To determine the new height at which the falcon and snake combination would have the same potential energy as the falcon alone, we need to use the concept of conservation of energy.
The potential energy of an object at a certain height is given by the equation P.E. = mgh, where m is the mass, g is the acceleration due to gravity, and h is the height.
In the given scenario, the falcon's potential energy is calculated as P.E. = (2.5 kg)(9.8 m/s^2)(500 m).
To keep the total potential energy the same, we need to equate the original falcon's potential energy with the combined potential energy of the falcon and snake.

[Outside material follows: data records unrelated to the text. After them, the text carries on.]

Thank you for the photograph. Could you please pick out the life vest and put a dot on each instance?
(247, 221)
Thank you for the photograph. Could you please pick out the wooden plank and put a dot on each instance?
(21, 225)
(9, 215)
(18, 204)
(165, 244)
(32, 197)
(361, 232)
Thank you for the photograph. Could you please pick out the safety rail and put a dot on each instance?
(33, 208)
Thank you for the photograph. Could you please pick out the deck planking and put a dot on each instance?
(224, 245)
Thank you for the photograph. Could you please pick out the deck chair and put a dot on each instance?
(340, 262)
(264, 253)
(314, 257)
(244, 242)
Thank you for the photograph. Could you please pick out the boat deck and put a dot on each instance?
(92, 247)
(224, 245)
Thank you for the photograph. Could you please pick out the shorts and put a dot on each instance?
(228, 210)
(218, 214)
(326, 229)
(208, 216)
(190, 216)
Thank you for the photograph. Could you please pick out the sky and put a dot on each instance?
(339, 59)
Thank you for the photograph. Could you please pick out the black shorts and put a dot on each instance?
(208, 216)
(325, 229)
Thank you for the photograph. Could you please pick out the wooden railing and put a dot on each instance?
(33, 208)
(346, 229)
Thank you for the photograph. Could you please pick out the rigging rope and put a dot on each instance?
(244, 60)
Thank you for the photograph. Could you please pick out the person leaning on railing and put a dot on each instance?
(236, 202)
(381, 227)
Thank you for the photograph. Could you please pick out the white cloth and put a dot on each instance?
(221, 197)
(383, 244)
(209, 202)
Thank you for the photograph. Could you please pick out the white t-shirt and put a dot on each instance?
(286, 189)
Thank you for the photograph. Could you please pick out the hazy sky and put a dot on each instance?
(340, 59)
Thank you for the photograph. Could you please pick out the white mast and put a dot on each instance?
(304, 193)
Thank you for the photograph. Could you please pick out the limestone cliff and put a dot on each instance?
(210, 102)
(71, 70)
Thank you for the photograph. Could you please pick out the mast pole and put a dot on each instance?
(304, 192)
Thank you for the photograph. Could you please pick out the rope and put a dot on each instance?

So, (2.5 kg)(9.8 m/s^2)(500 m) = (2.5 kg + 1.0 kg)(9.8 m/s^2)(h).
Now, we can solve for h, the new height:
(2.5 * 9.8 * 500) = (3.5 * 9.8 * h)
12250 = 34.3h
h = 12250 / 34.3
h ≈ 357 meters
Therefore, the new height at which the falcon and snake combination would have the same potential energy as the falcon alone is approximately 357 meters.